Ma lo stacco netto arriva dopo, e infatti ci vogliono tre brani di preparazione prima di “That Ain’t My America”: chitarre da orizzonti ampi, crescendo che sfocia in un ritornello da cantare ondeggiando le braccia in aria e testo che deflagra fin dal titolo, perché quando Johnny intona “That ain’t my America/ that ain’t this country’s roots” si capisce benissimo cosa intende con quel that. Come pure, poco oltre, chi è quel you a cui vuole impedire di stroncare il vecchio Zio Sam: la prima potenza mondiale non può permettersi “ragazzi che non possono pregare a scuola e pieni di benzina da cento dollari”; sappiatevi regolare, lassù a Washington.
L’apoteosi è la traccia che porta il nome del disco, decima nell’ordine ma idealmente in vetta. Una stoccata al Grand Ol’ Party, che si è perso in ciarle e ha permesso questo scempio: gente che parla di portarci via Dio e le armi, nientemeno che l’autentica sul nostro contratto sociale; gente che non è mai stata qui da noi, sul bordo della foresta, “where God is great and guns are good“, e che pensa l’esatto contrario e quindi è evidente che non ne sa nulla; gente che non può capire la nostra insicurezza, perché prima dormivamo con le porte aperte e adesso non possiamo che ringraziare Iddio per la Colt. La rabbia cresce, e con lei i toni: dagli echi roots dei primi minuti si passa a un riffone dall’incedere minaccioso come un calibro 38 Special.
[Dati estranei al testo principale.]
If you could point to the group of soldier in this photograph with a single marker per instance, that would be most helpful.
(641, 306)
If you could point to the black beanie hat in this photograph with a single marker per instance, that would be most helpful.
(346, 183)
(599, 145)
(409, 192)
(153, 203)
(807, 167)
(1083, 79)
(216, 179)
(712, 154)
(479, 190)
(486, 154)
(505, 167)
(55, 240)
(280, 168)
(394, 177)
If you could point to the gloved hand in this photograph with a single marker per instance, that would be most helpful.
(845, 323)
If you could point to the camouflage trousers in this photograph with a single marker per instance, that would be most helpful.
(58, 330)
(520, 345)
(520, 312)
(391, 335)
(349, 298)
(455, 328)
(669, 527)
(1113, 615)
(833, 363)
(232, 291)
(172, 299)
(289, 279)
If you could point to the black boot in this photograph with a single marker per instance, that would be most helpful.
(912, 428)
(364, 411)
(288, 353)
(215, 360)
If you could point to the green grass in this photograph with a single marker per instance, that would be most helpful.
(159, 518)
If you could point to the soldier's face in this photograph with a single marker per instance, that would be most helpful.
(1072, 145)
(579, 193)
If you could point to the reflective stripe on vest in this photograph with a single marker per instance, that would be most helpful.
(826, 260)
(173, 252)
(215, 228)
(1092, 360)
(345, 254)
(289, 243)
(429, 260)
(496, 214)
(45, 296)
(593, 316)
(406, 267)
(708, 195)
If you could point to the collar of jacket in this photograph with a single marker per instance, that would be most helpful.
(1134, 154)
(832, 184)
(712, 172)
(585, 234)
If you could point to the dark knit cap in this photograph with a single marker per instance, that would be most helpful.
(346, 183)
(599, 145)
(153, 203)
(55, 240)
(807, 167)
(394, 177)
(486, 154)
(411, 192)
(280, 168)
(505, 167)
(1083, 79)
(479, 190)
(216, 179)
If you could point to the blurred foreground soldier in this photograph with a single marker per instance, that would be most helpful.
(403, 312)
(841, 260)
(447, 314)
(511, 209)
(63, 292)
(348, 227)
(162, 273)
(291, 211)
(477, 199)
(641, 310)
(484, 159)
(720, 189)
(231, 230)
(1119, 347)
“God & Guns” è il disco che più e meglio racconta l’America conservatrice all’indomani della sbornia bushista, alla presa d’atto che il mondo è cambiato – perché questo fa, il mondo: cambia – e che bisogna cambiare con lui. Proprio per questo motivo la sua importanza trascende l’aspetto strettamente musicale (pure significativo, visto che l’album è stato da più parti acclamato come la migliore opera dei nuovi Lynyrd Skynyrd) per assumere quella di un cahier de doléances, un pamphlet a cento watt per manifestare un radicale dissenso verso la nuova piega degli eventi. Un “anche se tutti, noi no“, se proprio vogliamo trovargli un paragone di area in lingua italiana.
Noi, però, siamo qui per la musica, e quindi ci accontentiamo di goderci un signor album fatto di rock solido, antico e saldo nelle radici. Come l’ulivo, il simbolo della pace.